小金井市が、老朽化したごみ焼却炉を2007年に停止した後、新たな焼却処理施設の建設見通しを立てられないでいる問題。旧施設の廃止後は、市内で発生する可燃ごみの全量を、緊急的に周辺自治体の施設で処理してもらう異常事態が続いており、ごみ問題の速やかな解決が求められている。11年には、ごみ処理の委託を巡る混乱で、初当選した市長がわずか7カ月で辞職に追い込まれる事態になった。

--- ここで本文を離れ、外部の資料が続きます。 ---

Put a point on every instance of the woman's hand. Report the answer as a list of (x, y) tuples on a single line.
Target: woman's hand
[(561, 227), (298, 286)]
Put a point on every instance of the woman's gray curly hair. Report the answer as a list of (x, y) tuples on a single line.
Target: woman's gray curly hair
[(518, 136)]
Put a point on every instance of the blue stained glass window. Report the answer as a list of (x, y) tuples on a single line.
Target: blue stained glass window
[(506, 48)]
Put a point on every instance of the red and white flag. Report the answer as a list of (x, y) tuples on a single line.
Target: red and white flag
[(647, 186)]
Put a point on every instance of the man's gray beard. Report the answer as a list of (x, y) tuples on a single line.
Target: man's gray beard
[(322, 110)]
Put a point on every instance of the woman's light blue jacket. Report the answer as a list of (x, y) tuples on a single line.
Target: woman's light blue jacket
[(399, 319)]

小金井市は1957年に、調布、府中両市と二枚橋衛生組合を設立し、3市の境界にある焼却場でごみ処理を行ってきた。しかし、施設が老朽化したため、3市はそれぞれ個別に対応することなどを決めて施設の廃止を決めた。小金井市は国分寺市に共同処理を申し入れ、小金井市が新施設の建設場所を確保することになったが、適地を見つけられないまま廃止時期が来てしまった。2008年には、新焼却場を旧施設の跡地に建設する方針を固めたが、周辺住民を中心に反対は根強く、土地の一部を所有する府中、調布の両市の同意も得ておらず、跡地利用のめどは立っていない。

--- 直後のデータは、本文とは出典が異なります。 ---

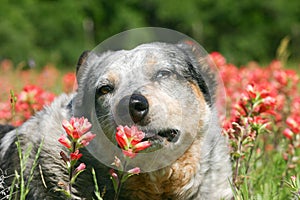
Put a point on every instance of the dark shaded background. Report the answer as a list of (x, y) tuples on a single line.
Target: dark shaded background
[(57, 31)]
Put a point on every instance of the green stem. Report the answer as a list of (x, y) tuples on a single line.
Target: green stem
[(120, 182)]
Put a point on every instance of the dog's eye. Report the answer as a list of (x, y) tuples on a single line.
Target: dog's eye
[(105, 89), (163, 74)]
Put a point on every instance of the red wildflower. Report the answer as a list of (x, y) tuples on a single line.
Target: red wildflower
[(81, 167), (135, 170), (294, 123), (130, 140), (288, 133), (65, 141), (75, 155), (86, 138)]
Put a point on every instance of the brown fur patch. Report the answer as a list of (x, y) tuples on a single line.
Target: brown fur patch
[(166, 183)]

こうした中で、小金井市ではごみ減量を進めつつ、周辺自治体に暫定的・人道的な措置として処理を受け入れてもらっており、11年度は、年間約1万3500トンのごみのうち8000トンを多摩川衛生組合(稲城、狛江、府中、国立の4市で構成)に委託し、残りを昭島市に委託する計画だった。ところが、4月の市長選で初当選した佐藤和雄市長が選挙戦で「4年間で20億円のごみ処理費用は無駄遣い」と訴えたことに昭島市が反発し、計画は頓挫。佐藤市長は11月に引責辞職し、辞職に伴う市長選で前任の稲葉孝彦元市長が返り咲いた。周辺自治体がごみ処理支援を表明したことで、収集ストップという最悪の事態は回避できた。